Since May, Ilya Alter and Dmitri Chekaldin have faced unwavering resistance from U Street Corridor residents protesting their plan to open a second location of their Dacha Beer Garden at 14th and S streets, Northwest. Neighbors have posted “NO Dacha” signs in their yards and submitted an anti-Dacha petition at Advisory Neighborhood Commission meetings this summer.
Residents fear that the new Dacha will bring noise, trash, reduced residential parking, public drunkenness, and other annoyances to the neighborhood. They weren’t mollified after Dacha owners revamped the design in July to enclose nearly two-thirds of the seating (including the side facing the residential S Street), and hired a sound engineering firm to ensure noise control. After all, they argue, the place was still designed to hold 600 people—drinking people—and proposed to stay open until the wee hours of the morning. And why, they wondered, did 14th Street need another beer garden directly across the street from the (more moderately sized) Garden District?
On Wednesday night, after an almost three-hour delay, the Alcoholic Beverage Regulation Administration’s Alcoholic Beverage Control Board held a protest hearing, allowing both sides to voice their arguments. The ABRA board will determine within 60 days whether to issue the new Dacha a liquor license and whether it should have to operate under any restrictions.
Dacha put forward four witnesses; the neighbors brought 20. Dacha lawyer Andrew Kline says he was surprised ABRA allowed that, considering the board’s preference for avoiding repetitive testimony.
Before the hearing began, Kline made a preliminary amendment to his client’s application: Although the original design advertised a summer garden seating 450 and a sidewalk café seating 150, the current plan (reflecting the mid-summer revamp) calls for indoor occupancy of 200, a summer garden of 250, and a sidewalk café of 150. Dacha’s decision to construct a building of substantial size was made, according to Kline, directly in response to area residents’ concerns about the noise.
Angry whispers greeted the proposal. “You can’t do that!” one hissed. “So, does that settle the case?” ABRA board chair Donovan Anderson jokingly asked. Only a few people laughed.
Although I wasn’t able to stay for the whole shebang—which lasted until almost 2 AM—I happened to sit next to one of the residents protesting the establishment, Whitney Fisler, a lawyer for the US Department of Health and Human Services. Her apartment on Swann Street, Northwest, is about 200 feet from the proposed Dacha. Fisler tells me she was initially excited about the news of Dacha’s new location, but says she was turned off by what she characterizes as the company’s history of noncompliance with liquor laws and the number of guests Dacha seeks to accommodate.

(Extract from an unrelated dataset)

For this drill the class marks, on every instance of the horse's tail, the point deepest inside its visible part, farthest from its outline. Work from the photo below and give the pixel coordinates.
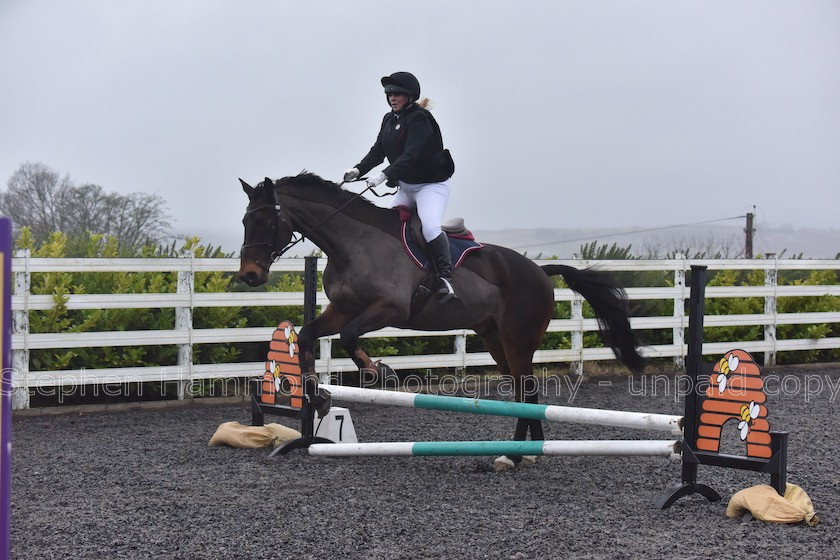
(609, 302)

After providing me with a copy of her testimony, she handed me a printout of all the ABRA violations incurred by Dacha at its Shaw location—culminating in one of the liquor board’s largest fines ever—as well as a list of many police calls to the beer garden.
As the opening statements proceeded, she also passed over the written testimonies of other neighborhood residents, some detailing quite colorful complaints regarding interactions with drunk people—everything from verbal alterations to irreverent Uber drivers, and even pizza being smeared onto parked cars on S Street. The new Dacha, they argue unanimously, will only further increase the already high concentration of drunk people in the area, and all the problems that come along with them.
I reconnected with Kline Thursday morning to get his take on the rest of the proceedings. He tells me he was surprised by the number of out-of-hearing comments submitted by those opposed to the new Dacha—but even more so that they objected to similar commentary submitted by people who favor the project. “We brought forth almost 1,000 letters of support for the new beer garden during rebuttal,” Kline says, “and the protestant vehemently rejected that, which was comical considering they’d already turned this into a popularity contest.”